For very complex models, you may see also consider to increase the adaptation phase as specified in the dedicated paragraph above. Even if the adaptation is considered “sufficient” by JAGS, it doesn’t mean that the samplers can’t be still better designed to fit the model structure. Manually setting an nb_adapt and progressively increase its value may still enhance the efficiency of your samplers and allow the model to reach better convergence for the same number of iterations.

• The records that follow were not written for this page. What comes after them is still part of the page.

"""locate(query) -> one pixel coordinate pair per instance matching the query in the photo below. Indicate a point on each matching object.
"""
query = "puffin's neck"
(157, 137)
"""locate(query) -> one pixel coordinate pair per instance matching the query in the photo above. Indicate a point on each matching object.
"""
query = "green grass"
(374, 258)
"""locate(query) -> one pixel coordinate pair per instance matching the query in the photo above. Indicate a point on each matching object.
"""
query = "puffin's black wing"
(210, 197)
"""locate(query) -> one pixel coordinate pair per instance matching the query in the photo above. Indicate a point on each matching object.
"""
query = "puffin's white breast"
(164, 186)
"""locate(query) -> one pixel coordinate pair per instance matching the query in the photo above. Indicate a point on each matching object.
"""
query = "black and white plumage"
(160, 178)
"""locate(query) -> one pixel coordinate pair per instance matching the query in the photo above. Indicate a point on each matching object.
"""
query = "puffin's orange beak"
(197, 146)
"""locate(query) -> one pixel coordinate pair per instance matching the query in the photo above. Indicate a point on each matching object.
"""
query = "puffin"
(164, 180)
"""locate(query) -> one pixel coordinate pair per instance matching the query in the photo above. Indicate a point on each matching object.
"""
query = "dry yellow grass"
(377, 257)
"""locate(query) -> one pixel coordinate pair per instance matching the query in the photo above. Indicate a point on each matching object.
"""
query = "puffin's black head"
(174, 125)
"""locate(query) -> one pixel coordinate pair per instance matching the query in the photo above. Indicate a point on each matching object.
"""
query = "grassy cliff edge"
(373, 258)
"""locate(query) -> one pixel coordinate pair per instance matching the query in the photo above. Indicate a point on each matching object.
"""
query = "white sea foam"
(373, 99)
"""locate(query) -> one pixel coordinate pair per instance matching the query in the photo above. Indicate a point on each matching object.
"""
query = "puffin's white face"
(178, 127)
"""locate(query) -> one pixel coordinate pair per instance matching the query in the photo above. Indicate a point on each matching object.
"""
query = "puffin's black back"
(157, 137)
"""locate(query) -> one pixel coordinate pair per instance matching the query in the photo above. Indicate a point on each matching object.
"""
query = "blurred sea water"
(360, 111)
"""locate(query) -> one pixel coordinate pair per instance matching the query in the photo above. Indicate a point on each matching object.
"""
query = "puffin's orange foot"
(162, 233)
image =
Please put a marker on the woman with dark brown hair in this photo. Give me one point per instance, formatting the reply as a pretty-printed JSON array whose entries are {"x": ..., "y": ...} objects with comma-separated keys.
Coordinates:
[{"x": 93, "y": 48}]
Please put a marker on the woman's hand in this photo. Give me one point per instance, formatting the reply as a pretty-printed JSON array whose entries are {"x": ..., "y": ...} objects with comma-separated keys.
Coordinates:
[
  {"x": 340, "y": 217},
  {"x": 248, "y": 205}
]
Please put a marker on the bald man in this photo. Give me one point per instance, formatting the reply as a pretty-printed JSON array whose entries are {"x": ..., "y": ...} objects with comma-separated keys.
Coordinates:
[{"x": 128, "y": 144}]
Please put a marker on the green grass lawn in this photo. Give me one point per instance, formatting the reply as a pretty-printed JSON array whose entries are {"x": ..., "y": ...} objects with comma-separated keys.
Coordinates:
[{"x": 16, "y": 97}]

By keeping the number of iterations constant, you can progressively increase the nb_adapt as long as it seems to have an impact on convergence.

Using this lever would look relevant if you reach low Rhat for many variables but still have a small set of variables that exceed 1.1, and if these variables are not systematically the same.

Please note that the model configurations associated with the run_param shortcuts always specify nb_adapt.

Specify initial values for the model

The next step might be to define starting values from which to run the MCMC chains. By default JAGS will use the prior distributions to randomly fix the starting values of the chains, which can cause problems.

A large inconsistency between the literature priors and the data can eventually create convergence problems. Thus, first check and eventually modify the prior distributions used through the literature_diets table, the nb_literature and the literature_slope parameters (if you used priors from the literature).

Or you can try to manually set a good set of fixed values for initializing MCMC chains, i.e., fixed values that you know are close to the values you want the model to converge to. This way the model is given a good start and it should be faster to converge.


If you still have an ‘adaptation incomplete’ warning or ‘Stopping adaptation’ note, you can just live with the sub-optimal sampler efficiency and run the model for a higher number of iterations.

If you still have a ‘convergence problem’ message, you cannot use the obtained results as they are clearly incorrect. However, note that for highly complex case studies, the dimension of the model may be considerable hence the time required by the runs may be dramatically long. In that context, while analyzing your results carefully, you might be willing to use your model outputs if a only a very limited number of variables don’t reach convergence after especially long runs but are really close from convergence. This should only done after exploration of all existing means to reach full convergence of the model.